Mann is one of several high-level executives leaving in the wake of Ghosn’s removal as chairman of Renault, Nissan and Mitsubishi. Also out is Vincent Cobee, 50, who joined Mitsubishi from Nissan as corporate vice president in charge of product strategy. Arun Bajaj, 48, global head of human relations for the Renault-Nissan-Mitsubishi alliance, left March 11.
In January, top Ghosn lieutenant Jose Munoz abruptly resigned from his post as chief performance officer and chairman of the company’s China operations. He was earlier in charge of Nissan’s North America business and was tipped as a future Nissan CEO.
The same month, Roland Krueger, former president of Nissan’s luxury Infiniti brand, also left the company, to take a position heading up Dyson’s upstart automotive unit.
Mann says his departure is not part of any purge of real or imagined Ghosn loyalists.
Yet Ghosn’s downfall nonetheless set up a difficult decision, he said. Mann could make good on the promise to his family to return from Japan, or he could linger on, waiting for the alliance restructuring to sort itself out, with still uncertain prospects for his own career path.
The veteran engineer and globetrotting executive says family was the natural choice.
“I’ve lived away from them too long. It’s a personal decision to go back,” Mann said, adding he had the blessings of Mitsubishi CEO Osamu Masuko and Nissan CEO Hiroto Saikawa.

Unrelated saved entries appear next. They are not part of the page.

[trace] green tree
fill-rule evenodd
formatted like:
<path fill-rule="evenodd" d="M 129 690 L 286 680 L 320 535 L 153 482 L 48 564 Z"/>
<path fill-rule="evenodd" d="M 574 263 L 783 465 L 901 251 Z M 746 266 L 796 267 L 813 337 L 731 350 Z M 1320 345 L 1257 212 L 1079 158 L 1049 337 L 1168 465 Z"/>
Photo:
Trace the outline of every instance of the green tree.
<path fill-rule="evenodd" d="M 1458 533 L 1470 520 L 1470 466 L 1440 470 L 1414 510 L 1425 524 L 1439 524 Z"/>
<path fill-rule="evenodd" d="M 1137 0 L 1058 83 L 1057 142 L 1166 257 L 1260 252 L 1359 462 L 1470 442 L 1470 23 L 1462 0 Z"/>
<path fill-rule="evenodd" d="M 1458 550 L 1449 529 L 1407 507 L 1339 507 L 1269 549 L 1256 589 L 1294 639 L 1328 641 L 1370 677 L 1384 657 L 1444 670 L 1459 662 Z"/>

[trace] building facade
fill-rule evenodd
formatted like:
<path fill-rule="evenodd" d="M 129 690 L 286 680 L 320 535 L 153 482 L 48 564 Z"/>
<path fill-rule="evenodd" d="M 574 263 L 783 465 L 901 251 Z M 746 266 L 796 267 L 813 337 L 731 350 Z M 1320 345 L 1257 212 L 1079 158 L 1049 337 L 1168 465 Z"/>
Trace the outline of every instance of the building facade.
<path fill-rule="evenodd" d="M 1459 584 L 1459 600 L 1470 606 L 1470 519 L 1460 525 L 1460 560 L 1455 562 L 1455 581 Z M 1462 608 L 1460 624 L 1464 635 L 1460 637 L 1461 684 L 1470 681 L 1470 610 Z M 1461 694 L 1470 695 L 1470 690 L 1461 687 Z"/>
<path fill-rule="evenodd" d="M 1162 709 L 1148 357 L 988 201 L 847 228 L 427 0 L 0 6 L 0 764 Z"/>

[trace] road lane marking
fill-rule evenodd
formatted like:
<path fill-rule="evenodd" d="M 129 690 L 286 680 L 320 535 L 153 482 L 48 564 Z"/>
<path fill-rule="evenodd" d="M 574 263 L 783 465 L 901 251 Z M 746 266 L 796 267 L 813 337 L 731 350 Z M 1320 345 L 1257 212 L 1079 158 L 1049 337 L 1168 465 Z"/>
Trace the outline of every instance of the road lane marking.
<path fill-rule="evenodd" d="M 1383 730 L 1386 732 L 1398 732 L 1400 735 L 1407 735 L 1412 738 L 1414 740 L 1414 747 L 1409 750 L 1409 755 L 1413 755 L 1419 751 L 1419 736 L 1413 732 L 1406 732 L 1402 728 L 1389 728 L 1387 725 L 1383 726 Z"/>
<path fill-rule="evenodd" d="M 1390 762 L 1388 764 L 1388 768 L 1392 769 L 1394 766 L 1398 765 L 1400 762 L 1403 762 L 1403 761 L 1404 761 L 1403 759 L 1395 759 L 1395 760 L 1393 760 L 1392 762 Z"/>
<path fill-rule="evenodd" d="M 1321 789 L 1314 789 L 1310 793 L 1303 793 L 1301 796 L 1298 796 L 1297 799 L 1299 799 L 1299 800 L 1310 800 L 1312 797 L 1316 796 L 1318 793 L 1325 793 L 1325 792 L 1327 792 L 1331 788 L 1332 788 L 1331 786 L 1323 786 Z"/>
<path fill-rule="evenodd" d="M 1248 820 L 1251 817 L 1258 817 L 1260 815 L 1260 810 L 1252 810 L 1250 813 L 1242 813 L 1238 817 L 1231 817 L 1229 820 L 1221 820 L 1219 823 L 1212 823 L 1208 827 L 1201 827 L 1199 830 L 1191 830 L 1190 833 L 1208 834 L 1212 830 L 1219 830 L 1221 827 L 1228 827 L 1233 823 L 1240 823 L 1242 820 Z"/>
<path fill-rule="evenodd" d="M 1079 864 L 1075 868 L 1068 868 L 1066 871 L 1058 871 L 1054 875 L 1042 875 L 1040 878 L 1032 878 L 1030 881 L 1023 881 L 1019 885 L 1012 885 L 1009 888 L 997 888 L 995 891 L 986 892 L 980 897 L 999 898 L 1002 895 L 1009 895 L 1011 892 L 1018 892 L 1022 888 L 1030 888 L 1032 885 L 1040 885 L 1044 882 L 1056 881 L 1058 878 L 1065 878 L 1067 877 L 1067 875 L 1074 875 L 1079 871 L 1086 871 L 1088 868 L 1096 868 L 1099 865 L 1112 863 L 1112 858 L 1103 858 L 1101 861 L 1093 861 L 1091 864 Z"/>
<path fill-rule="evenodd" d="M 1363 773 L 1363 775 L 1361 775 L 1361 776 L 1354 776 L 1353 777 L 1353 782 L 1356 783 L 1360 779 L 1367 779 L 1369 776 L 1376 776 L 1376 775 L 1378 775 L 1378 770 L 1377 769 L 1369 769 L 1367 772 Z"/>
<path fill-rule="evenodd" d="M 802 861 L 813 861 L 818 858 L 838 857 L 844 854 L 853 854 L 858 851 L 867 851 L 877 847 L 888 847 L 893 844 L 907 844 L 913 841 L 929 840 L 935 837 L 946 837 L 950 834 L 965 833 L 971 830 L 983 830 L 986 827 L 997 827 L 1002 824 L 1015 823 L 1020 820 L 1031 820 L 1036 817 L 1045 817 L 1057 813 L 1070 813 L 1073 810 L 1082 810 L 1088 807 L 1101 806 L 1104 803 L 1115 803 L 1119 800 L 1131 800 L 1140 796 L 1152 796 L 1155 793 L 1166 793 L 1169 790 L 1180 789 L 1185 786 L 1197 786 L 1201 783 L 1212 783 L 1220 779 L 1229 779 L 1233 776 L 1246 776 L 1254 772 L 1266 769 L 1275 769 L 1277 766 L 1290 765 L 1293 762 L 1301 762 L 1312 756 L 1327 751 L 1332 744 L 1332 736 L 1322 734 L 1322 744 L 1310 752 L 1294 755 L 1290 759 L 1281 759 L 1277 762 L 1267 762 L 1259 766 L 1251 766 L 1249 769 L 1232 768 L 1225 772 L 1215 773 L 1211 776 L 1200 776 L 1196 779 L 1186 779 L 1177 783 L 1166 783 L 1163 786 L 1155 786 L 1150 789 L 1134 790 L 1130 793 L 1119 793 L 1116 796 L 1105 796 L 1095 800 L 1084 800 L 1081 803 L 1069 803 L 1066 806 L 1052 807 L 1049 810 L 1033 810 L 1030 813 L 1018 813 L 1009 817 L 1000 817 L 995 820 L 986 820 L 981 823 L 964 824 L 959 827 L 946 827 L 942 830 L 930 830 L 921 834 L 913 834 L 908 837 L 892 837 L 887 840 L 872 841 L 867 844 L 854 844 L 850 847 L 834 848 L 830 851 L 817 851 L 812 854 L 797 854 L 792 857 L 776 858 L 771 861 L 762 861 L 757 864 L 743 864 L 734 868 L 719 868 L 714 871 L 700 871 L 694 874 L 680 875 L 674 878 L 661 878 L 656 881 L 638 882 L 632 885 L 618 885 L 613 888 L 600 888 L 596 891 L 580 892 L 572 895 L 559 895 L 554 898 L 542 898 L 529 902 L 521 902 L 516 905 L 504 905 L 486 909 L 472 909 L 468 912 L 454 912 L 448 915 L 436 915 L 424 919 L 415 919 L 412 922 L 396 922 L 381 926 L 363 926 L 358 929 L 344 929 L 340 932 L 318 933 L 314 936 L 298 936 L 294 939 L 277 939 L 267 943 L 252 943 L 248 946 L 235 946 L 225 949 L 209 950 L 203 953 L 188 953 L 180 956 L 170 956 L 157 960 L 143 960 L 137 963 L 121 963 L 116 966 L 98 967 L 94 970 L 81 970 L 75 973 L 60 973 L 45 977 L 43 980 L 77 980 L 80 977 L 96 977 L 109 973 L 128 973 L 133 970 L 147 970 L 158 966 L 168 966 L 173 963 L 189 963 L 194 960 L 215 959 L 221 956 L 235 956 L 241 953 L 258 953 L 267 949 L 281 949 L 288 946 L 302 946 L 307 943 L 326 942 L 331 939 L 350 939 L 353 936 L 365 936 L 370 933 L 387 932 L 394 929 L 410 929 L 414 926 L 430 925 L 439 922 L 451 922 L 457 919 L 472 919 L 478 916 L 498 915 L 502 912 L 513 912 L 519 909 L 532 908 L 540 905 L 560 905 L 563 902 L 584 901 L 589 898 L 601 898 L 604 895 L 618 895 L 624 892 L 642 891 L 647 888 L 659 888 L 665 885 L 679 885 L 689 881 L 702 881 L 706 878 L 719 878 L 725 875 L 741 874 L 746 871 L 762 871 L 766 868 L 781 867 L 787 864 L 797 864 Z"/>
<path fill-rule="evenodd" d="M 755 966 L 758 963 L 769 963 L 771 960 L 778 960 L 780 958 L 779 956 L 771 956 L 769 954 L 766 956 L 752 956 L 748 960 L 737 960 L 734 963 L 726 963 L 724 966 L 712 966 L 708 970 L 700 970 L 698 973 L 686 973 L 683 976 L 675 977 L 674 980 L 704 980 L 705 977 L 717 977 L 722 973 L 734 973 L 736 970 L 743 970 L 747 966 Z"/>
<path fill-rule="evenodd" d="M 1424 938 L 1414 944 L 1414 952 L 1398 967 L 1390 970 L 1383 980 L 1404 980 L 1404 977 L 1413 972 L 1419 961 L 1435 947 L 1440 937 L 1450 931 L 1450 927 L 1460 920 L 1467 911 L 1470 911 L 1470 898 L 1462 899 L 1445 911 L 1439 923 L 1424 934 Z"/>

Mann said he and Ghosn began discussing a move back to Europe in 2015, the year after he was appointed chief performance officer at Nissan. But when Nissan took a controlling 34 percent stake in Mitsubishi in 2016, plans changed. Ghosn asked Mann to stick around longer — 18 to 24 months — to help get their new partnership with Mitsubishi off the ground.
As the two-year mark approached, they agreed Mann would finish the current fiscal year ending March 31 at Mitsubishi before transferring to Europe with the alliance, Mann said. Mann said he wasn’t offered the CEO post at Mitsubishi, a title held concurrently by Masuko, who is also chairman.
Mann said the alliance potentially loses without a joint operational leader, like the one envisioned by Ghosn, who would pull together disparate functions and tease out new efficiencies.
“It’s really to take a more helicopter view, not only of the individual converged functions but across the functions,” Mann said. “I thought it was a very good, logical idea to have this helicopter operational view for somebody to understand how better to draw each of those functions together across the three companies … There is still a lot to do.”
Now, Mann says he will be moving back to Europe without a job.
“I’m going to sit and contemplate,” Mann said, adding that the auto industry “is all I know.”
Mann said he learned about Ghosn’s arrest moments after it happened, just as Mann was about to board a plane from the Philippines back to Japan. He saw the first headlines on Yahoo News, and a Japanese colleague traveling with him said: “Oh, it’s fake news. Don’t worry.”
Mann says he respects both Ghosn and Saikawa, long-term colleagues now pitted against each other in a high-stakes dual of corporate intrigue, as strong leaders.
“I think they’re both great leaders, in terms of operational,” Mann said. “They have direction. They can motivate their teams. They are very straight, which is what I like.”